Mindfulness is certainly in the news. I get Google Alerts on the subject, and every day, a long listing of articles comes to my inbox.
We have mindfulness coloring books, apps. We are told that mindfulness can help us lose weight, cure depression, assist us in concentration, productivity, and profit, and teach children to learn better.
The above claims are probably potentially true, but I see a danger—actually, several dangers—in what appears to be a growing mindfulness craze.
“Girlfriend left you? Try a little mindfulness.”
“Need a better job? Meditate for success.”
“Kids bothering you? Send them to mindfulness school.”
People are beginning to see mindfulness as a cure-all, just as other segments of the population see pharmaceutical drugs. Given a choice, I’d prefer that parents send their kids to mindfulness school rather than drug them up.

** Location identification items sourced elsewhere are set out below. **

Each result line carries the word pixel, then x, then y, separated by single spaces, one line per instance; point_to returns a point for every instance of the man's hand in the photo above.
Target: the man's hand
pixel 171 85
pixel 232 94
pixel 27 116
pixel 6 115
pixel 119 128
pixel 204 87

What makes me nervous is the possibility that it will be seen as a quick fix.
Since it isn’t, people will become disappointed and check it off as one more New Age hype that didn’t deliver.
This would be unfortunate, since mindfulness does have so much to offer anyone who approaches it in a different way. Instead of thinking, “I will do this thing in order to achieve X,” we do better to say, “I choose to live my life this way because each mindful moment and act gives its own reward.” Not tomorrow, not next month when you look at your stock dividends or your kid’s report card, but NOW.
Because mindfulness is about now. When it’s practiced that way, it will never disappoint. When it’s seen as a means to an end, disappointment is inevitable.